AI-generated summary
Large language models (LLMs), exemplified by ChatGPT, have gained
considerable attention for their excellent natural language processing
capabilities. Nonetheless, these LLMs present many challenges, particularly in
the realm of trustworthiness. Therefore, ensuring the trustworthiness of LLMs
emerges as an important topic. This paper introduces TrustLLM, a comprehensive
study of trustworthiness in LLMs, including principles for different dimensions
of trustworthiness, established benchmark, evaluation, and analysis of
trustworthiness for mainstream LLMs, and discussion of open challenges and
future directions. Specifically, we first propose a set of principles for
trustworthy LLMs that span eight different dimensions.
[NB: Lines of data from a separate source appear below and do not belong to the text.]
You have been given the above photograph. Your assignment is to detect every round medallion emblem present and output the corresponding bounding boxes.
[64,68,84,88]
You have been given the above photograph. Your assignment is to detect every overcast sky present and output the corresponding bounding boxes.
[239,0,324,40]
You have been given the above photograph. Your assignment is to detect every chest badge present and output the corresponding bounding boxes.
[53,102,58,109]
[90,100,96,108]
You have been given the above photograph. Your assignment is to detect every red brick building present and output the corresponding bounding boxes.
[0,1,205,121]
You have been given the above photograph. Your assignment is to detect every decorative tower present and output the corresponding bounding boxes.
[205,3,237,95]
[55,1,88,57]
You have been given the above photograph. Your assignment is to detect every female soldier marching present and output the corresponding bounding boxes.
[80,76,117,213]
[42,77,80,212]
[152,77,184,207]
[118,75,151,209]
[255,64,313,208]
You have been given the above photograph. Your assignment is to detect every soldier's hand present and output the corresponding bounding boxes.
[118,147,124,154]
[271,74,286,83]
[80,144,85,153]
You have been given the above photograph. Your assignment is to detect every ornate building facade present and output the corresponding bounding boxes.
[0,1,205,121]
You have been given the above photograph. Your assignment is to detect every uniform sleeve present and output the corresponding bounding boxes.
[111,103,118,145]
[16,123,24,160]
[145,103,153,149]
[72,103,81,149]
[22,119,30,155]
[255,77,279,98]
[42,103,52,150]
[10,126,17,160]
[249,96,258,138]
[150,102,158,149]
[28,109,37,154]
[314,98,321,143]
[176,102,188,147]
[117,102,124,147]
Based on these
principles, we further establish a benchmark across six dimensions including
truthfulness, safety, fairness, robustness, privacy, and machine ethics. We
then present a study evaluating 16 mainstream LLMs in TrustLLM, consisting of
over 30 datasets. Our findings firstly show that in general trustworthiness and
utility (i.e., functional effectiveness) are positively related. Secondly, our
observations reveal that proprietary LLMs generally outperform most open-source
counterparts in terms of trustworthiness, raising concerns about the potential
risks of widely accessible open-source LLMs. However, a few open-source LLMs
come very close to proprietary ones. Thirdly, it is important to note that some
LLMs may be overly calibrated towards exhibiting trustworthiness, to the extent
that they compromise their utility by mistakenly treating benign prompts as
harmful and consequently not responding. Finally, we emphasize the importance
of ensuring transparency not only in the models themselves but also in the
technologies that underpin trustworthiness. Knowing the specific trustworthy
technologies that have been employed is crucial for analyzing their
effectiveness.
Exactly how is trustworthiness innately related positively to utility? After reading this paper i'm more confused, because a whole bunch of the utility of current models comes down to toxicity and semantic filtering. Also, the "raising concerns about open source models" is silly and ridiculous. Those that can't handle technology won't be using open models in the first place. That raises the obvious question, what large model owners sponsored this study to sow fear and doubt? Knowing something is able to be trusted is different from trust = effectiveness. All depends on your use case and what bias you're bringing to the table.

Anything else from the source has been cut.